I'm working on a web application that I plan to make available in multiple languages. As I design the database, I'm going back and forth between two different ways to store localized descriptions and whatnot in the database.
First option is the well-known table_name, table_name_ml type option:
TABLE Category (
ID int,
ParentID int,
Name varchar(50),
Description varchar(255)
)
TABLE Category_ML (
ID int,
CategoryID int,
LocaleID int,
Name varchar(50),
Description varchar(255)
)
The second option would be to not store the text in the base tables at all, but instead store a token that could be used to lookup the actual localized text elsewhere, like this:
TABLE Category (
ID int,
ParentID int,
NameToken varchar(50),
DescriptionToken varchar(50),
)
// Tables in a separate content management type system
TABLE Content (
ID int,
Token varchar(50)
)
TABLE Translation (
ID int
ContentID int,
LocaleID int,
Value text
)
The idea here is that the Content and Translation tables would hold the localized text for many different entities in the database. The service layer would return the base objects with just the tokens and the view layer would look up the actual text values using the Content/Translation tables - which would be heavily cached. The Content/Translation tables would also be used for storing other CMS type content (static text on web pages, etc.)

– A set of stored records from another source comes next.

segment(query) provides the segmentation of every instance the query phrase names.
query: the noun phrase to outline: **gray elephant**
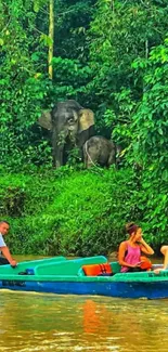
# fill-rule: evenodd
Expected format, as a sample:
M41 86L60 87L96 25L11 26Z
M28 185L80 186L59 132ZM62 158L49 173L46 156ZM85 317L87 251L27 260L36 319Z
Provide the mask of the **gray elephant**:
M74 100L60 102L51 112L43 112L38 122L51 131L56 168L66 164L67 151L75 146L82 149L85 142L94 134L93 112Z
M90 138L83 145L83 158L86 168L95 165L109 167L116 164L117 147L113 143L101 135Z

I like the first option because it's tried and true, but the second option seems to have so many other advantages:
- All my text/localized content is in one place (makes translating easier).
- Service layer doesn't really need to care about locales.
- Simplifies queries by not having to join in a bunch of ML type tables.
Since I've never seen a design like this before, I assume I must be missing something. Any good reasons not to design it this way? Or maybe there's a better option that I haven't thought of?